In 2004, al-Qaeda leader Osama bin Laden finally claimed responsibility for the attacks. The U.S. responded to the attacks by launching the War on Terror, seeking out bin Laden and invading Afghanistan to depose the Taliban, who had harbored al-Qaeda members. In May of this year, bin Laden was found by a Navy Seals team in Pakistan and killed.

The following is the editorial that ran 10 years ago in the Review:

America is under attack.

Again.

And while the tragedies unfolding this week in New York, Washington D.C., and Pittsburgh, Pa., seem far, far away, they are in reality, very close. And very scary.

How close to home did the terrorist strikes come? Just in the Lake Oswego Review newsroom, we had staffers with relatives who were evacuated from closed federal offices in the nation's capital, others whose spouses' business associates were virtually trapped in office buildings in New York.

The death toll is not known, may never be known, but undoubtedly will reach into the thousands.

So far away, yet so very close.

In one fell swoop, the nation's airlines were grounded. Portland International Airport became a hubbub of on-ground chaos. Washington Square's stores for the most part did not open. Federal offices and the federal courthouse in Portland were closed. All precautionary, all very real.

In Lake Oswego, the school district kept classes operating but did halt a couple of back-to-school nights. High school sporting events were canceled Tuesday night.

At noon Tuesday, Christ Episcopal Church held a community vigil on the tragedy. A similar event in West Linn was put on by a combination of Jewish and Presbyterian interests. There can be comfort in numbers at times like this. A sense of community, of humanity, if you will.

Perhaps it was the same feeling that many people experienced while driving Tuesday after the attacks. Drivers were going slower, less aggressively. They were perhaps a bit more respectful.

Lake Oswego, like communities all across the nation, is taking its share of precautions. A city council meeting was canceled. Police were on the alert.

And what can Lake Oswegans do in all this?

Surprisingly, plenty.

For starters, there can be enormous power in prayer. Use it. The nation and its victims need it.

Donate blood. Already in short supply across the country, the blood needs now are tremendous. The initial rush Tuesday to give blood was overwhelming but more will be needed.

Stay calm and attentive. The nation is walking a very emotional tightrope. Those in the West can help by trying to keep a lid on some of the emotions. Pay attention to what's going on. Look for clues.

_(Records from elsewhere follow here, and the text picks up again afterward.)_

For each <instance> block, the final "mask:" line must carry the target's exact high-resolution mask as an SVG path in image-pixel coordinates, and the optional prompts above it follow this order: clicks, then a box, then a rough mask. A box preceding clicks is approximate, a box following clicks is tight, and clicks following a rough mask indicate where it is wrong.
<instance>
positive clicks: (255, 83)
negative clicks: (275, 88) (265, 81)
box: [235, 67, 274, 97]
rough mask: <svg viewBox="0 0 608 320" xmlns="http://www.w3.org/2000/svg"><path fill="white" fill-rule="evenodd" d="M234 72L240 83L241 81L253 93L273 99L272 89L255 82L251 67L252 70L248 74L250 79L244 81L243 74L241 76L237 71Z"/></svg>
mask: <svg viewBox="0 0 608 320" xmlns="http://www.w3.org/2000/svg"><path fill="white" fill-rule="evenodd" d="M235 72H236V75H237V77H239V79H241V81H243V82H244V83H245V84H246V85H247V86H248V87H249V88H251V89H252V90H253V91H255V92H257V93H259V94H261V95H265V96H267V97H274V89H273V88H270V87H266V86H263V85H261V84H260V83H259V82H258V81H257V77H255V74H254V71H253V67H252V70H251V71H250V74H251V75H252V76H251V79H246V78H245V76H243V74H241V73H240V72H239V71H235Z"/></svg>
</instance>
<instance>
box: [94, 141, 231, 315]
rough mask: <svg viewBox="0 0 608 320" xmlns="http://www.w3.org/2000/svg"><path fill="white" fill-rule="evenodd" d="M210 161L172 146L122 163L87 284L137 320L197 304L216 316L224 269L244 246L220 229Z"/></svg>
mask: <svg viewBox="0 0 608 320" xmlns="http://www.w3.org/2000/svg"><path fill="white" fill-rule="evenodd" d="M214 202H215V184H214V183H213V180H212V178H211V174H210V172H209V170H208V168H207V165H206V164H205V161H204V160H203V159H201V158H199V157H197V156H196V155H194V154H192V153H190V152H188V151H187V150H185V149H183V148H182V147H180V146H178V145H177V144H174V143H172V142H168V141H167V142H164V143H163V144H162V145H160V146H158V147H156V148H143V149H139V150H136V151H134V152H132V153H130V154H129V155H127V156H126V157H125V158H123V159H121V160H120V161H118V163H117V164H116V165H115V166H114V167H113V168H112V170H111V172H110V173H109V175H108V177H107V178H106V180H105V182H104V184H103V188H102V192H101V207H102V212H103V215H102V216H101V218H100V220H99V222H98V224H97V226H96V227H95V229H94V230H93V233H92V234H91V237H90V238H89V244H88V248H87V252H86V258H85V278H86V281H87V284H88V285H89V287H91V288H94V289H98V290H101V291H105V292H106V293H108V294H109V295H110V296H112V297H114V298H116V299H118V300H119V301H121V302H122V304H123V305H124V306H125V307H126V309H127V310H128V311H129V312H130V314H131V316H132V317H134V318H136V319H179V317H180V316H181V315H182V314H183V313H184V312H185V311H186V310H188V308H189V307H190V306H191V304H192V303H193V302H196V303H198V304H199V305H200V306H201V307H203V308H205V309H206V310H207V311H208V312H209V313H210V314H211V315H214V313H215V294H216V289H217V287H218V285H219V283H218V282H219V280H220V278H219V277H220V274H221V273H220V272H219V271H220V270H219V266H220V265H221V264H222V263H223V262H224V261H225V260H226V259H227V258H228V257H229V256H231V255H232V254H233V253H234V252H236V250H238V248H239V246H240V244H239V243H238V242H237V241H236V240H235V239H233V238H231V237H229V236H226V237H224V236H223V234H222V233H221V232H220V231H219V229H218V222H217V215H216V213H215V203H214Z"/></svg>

Talk to each other. There is great comfort in times of tragedy when people get together and share feelings.

Help prevent communication gridlock. Telephones are in a bad state of repair right now, especially in the New York area. Most remaining phone lines are taxed. Try to limit or curtail calls into that area of the nation.

Ante up. Disaster-relief efforts from this week will be enormous, probably bigger than anything this nation has ever seen. Agencies like the Red Cross will spread themselves as thin as money will allow.

There's no good that can come from a nightmare like this tragedy. The United States looms for some as a beacon of hope and truth. Unfortunately, for others it is a symbol of economic power. And that means it is viewed as a target for evil to try to attack.

As we watch the events of this horror continue to unfold, we owe it to those who died or were injured to keep the memories of this week forever burning. The American resolve is strong; so, too, must be its response.